‘Hier zijn wij terug, Lisbeth,’ riep hij, ‘frisch en gezond! Hoe gaat het met het leven? Ik heb dikwijls aan u gedacht, schelmken, en laat het maar kermis worden, dan zullen wij een been uitslaan. Ik ben thans bekwaam om al de boeren van vier uren in den ronde les in het dansen te geven, en in meer andere dingen.’
Lisbeth was bestaan en wist niet wat op die taal te antwoorden. Die handelwijze van Kasper scheen haar zoo raadselachtig; zijne gezegden klonken haar zoo vreemd in de ooren en zij had zich zijne terugkomst geheel anders voorgesteld. - Zij voelde zich eensklaps, als het ware, eenen steek in het hart toebrengen en het werd haar donker voor de oogen. Kasper, zij voelde het genoeg, Kasper was dezelfde Kasper van vroeger niet meer... Zij verborg, zoo goed zij kon, hare aandoening, en van een oogenblik gebruik makende, dat zij den teruggekomen kon spreken, zonder door Neel of zijne moeder verstaan te worden, vroeg zij, terwijl zij het oog op de handen van Kasper gericht hield.
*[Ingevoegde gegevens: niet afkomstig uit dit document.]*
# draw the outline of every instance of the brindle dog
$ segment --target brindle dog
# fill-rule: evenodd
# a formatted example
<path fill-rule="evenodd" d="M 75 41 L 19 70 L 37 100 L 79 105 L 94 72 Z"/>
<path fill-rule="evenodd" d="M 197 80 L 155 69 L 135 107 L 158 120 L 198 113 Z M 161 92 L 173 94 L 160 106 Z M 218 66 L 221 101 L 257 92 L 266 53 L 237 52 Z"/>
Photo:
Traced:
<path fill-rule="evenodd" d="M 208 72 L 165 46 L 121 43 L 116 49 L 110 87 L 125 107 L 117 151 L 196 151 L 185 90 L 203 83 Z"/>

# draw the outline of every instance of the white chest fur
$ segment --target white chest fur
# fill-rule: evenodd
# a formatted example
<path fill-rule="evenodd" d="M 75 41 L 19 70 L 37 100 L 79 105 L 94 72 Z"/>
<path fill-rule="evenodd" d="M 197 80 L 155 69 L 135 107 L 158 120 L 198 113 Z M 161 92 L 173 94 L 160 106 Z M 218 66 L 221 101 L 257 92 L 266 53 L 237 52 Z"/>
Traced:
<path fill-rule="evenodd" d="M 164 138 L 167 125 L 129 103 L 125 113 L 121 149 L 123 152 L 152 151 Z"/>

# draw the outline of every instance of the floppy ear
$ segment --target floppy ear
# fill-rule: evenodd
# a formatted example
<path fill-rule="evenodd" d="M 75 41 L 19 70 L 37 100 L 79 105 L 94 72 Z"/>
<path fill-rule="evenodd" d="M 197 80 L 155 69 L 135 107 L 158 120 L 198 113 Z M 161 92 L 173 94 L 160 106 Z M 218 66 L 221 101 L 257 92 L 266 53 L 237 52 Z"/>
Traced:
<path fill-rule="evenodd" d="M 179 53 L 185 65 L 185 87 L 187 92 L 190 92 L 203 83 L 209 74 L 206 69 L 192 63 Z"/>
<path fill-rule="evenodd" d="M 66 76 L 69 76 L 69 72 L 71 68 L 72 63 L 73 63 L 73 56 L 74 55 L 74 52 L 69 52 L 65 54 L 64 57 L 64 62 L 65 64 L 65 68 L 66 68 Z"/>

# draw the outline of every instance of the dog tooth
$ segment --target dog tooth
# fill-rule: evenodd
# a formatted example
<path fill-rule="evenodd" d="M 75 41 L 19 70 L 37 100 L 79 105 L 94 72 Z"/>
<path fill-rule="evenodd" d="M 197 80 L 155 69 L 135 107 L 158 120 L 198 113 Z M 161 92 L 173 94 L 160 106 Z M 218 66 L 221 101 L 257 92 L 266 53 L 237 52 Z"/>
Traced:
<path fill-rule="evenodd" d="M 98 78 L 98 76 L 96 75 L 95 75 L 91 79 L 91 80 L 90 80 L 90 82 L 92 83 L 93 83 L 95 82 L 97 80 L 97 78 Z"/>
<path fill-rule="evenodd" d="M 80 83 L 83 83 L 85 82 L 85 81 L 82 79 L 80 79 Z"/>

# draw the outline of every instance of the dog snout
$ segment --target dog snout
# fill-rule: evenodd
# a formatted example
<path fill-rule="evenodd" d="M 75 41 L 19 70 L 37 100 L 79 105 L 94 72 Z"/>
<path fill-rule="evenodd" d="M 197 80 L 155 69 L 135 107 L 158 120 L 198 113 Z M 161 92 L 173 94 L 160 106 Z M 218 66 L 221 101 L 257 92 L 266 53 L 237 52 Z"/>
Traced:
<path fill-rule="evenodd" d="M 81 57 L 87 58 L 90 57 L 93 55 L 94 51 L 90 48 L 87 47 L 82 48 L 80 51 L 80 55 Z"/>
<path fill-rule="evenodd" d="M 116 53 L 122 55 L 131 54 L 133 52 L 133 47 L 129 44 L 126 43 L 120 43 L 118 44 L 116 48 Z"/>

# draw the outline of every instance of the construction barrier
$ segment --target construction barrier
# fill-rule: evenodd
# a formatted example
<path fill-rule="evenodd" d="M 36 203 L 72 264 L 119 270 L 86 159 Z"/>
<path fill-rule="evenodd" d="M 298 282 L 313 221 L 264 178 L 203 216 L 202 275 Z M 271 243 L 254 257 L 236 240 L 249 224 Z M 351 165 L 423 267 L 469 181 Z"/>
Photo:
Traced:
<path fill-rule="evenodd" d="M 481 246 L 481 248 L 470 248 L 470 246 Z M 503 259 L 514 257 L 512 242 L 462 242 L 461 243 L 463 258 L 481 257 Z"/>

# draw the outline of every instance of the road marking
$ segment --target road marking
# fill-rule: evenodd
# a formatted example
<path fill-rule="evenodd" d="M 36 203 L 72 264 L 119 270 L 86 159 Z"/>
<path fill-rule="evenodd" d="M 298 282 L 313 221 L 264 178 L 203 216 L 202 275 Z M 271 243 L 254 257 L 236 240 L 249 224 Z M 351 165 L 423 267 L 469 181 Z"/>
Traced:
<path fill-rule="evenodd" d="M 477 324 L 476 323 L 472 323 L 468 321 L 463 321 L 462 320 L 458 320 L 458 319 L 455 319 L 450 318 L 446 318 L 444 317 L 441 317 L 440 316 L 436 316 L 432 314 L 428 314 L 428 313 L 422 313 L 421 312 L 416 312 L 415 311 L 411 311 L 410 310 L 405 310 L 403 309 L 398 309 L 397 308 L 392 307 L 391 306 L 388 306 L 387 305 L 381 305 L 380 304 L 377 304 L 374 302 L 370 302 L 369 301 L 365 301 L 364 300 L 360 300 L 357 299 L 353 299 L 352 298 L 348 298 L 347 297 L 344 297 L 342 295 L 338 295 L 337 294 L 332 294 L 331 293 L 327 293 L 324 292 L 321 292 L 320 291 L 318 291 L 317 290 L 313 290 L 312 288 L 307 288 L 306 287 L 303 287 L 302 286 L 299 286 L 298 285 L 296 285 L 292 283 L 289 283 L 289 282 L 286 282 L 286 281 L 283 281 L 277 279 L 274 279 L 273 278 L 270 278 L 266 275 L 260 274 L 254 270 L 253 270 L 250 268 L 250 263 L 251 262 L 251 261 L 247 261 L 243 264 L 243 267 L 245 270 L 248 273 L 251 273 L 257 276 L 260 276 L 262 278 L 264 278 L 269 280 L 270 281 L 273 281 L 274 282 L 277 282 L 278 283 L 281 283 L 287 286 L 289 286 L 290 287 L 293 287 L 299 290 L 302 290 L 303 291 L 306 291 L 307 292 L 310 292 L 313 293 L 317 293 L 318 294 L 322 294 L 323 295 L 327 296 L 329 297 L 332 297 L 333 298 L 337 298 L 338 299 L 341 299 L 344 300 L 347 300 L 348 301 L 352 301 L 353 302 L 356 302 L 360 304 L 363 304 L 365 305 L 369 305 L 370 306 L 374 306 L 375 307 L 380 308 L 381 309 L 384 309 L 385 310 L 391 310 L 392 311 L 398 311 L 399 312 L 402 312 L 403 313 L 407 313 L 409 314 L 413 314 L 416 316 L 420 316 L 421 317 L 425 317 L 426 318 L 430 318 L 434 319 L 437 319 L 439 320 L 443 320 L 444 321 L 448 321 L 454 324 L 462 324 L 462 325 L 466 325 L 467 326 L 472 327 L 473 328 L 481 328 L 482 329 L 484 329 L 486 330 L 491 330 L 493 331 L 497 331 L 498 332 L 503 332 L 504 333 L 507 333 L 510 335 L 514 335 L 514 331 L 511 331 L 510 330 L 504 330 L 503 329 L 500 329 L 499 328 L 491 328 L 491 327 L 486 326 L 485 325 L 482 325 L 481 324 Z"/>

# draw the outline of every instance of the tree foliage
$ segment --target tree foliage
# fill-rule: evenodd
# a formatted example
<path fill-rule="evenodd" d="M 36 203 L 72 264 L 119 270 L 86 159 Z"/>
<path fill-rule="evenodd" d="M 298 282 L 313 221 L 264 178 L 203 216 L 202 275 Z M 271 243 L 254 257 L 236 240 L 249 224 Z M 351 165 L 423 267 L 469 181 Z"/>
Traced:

‘Kasper, waarom draagt gij den ring niet, dien ik u met Neel gezonden heb?’
‘Den ring,’ herhaalde hij, ‘o ja, ik weet al, ja, dien ring..’
‘Waar is hij, Kasper?’
‘Wel,’ stamelde hij, ‘ik heb hem ongelukkiglijk verloren. Lisbeth.’
‘Verloren, Kasper. Het was de ring mijner moeder zaliger...’
‘Ja, dat belet niet dat ik hem verloren heb,’ zegde Kasper. ‘Nu, ik zal er wel eenen anderen koopen.’ - En zich tot Neel wendende, ging hij voort: ‘Neel, jongen, kom, nu gaan wij de kameraden terugvinden.’
‘Alreeds?’ sprak Neel.
‘Zij zouden ongeduldig worden, jongen; gij kent onze voorwaarden, en toch, ik moet mijne terugkomst vieren.’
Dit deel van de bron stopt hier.